Qualcuno afferma che la supremazia di Camilla, in realtà, fu in discussione mentre imperversava la luna di miele degli sposini, periodo durante il quale Diana avrebbe dovuto giocare meglio le proprie carte.

La neo-principessa di Galles, poi altezza reale, per un po’ stette al gioco, anche nell’abbigliamento: severi abiti lunghi e stivaloni, camicette accollate e copricapo enormi. Le curve venivano mortificate e le sue lunghe e splendide gambe sempre coperte, ma i paparazzi riuscirono a sgamarla in bikini, a inizio della prima gravidanza, con Carlo. È probabile che Diana abbia lottato con tutte le doti a propria disposizione per tenersi il principe che aveva sposato: per amore, secondo molti inglesi ammaliati dalla propaganda; per storditezza giovanile, secondo altri (per esempio, Indro Montanelli).
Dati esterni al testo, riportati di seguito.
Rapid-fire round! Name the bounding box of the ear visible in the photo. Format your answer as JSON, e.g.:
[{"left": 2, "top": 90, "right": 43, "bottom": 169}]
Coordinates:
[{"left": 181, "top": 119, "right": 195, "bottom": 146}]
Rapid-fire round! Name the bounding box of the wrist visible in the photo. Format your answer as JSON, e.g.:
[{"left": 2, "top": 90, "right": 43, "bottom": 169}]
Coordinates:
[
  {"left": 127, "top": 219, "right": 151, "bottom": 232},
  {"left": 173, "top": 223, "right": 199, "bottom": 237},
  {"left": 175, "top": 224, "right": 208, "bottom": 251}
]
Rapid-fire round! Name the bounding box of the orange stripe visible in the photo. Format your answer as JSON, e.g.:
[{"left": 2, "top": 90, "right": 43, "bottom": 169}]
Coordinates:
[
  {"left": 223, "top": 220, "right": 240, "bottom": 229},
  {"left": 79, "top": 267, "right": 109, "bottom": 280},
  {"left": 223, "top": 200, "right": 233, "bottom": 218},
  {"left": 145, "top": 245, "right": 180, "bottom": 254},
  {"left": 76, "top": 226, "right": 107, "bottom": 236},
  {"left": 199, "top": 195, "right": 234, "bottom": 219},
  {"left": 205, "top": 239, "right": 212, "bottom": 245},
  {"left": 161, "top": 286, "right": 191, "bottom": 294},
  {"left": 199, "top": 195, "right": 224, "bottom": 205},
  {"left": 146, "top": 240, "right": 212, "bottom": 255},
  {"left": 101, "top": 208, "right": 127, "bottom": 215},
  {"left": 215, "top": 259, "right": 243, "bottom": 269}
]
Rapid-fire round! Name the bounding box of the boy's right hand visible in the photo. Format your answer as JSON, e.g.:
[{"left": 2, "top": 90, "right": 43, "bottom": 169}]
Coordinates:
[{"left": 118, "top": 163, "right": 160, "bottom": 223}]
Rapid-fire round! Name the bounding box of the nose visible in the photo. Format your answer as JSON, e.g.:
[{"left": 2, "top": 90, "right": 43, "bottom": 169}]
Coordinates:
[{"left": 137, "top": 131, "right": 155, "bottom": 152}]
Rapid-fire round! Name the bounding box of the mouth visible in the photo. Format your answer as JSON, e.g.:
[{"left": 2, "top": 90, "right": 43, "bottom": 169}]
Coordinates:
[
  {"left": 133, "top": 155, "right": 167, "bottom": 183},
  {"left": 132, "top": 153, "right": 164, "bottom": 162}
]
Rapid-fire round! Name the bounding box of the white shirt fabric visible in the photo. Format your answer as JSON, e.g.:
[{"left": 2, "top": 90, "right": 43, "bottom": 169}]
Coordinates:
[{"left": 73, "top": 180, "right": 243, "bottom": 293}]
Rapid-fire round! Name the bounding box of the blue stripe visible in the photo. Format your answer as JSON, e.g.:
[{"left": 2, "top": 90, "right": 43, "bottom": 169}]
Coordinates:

Fu subito chiaro che, a corte, l’annoiata Diana non ci sapeva fare: anche se proveniva dalla piccola nobiltà, quello era un olimpo sconosciuto per lei, non istruita a destreggiarsi in mezzo all’altezzosa (e un po’ anarchica) servitù di Buckingham Palace. In più, oltre a nutrire un certo timore verso i cavalli, per un qualche trauma infantile, detestava anche i corgy, cagnetti di razza di casa alla corte inglese, trattati come piccoli lord e venerati dalla regina.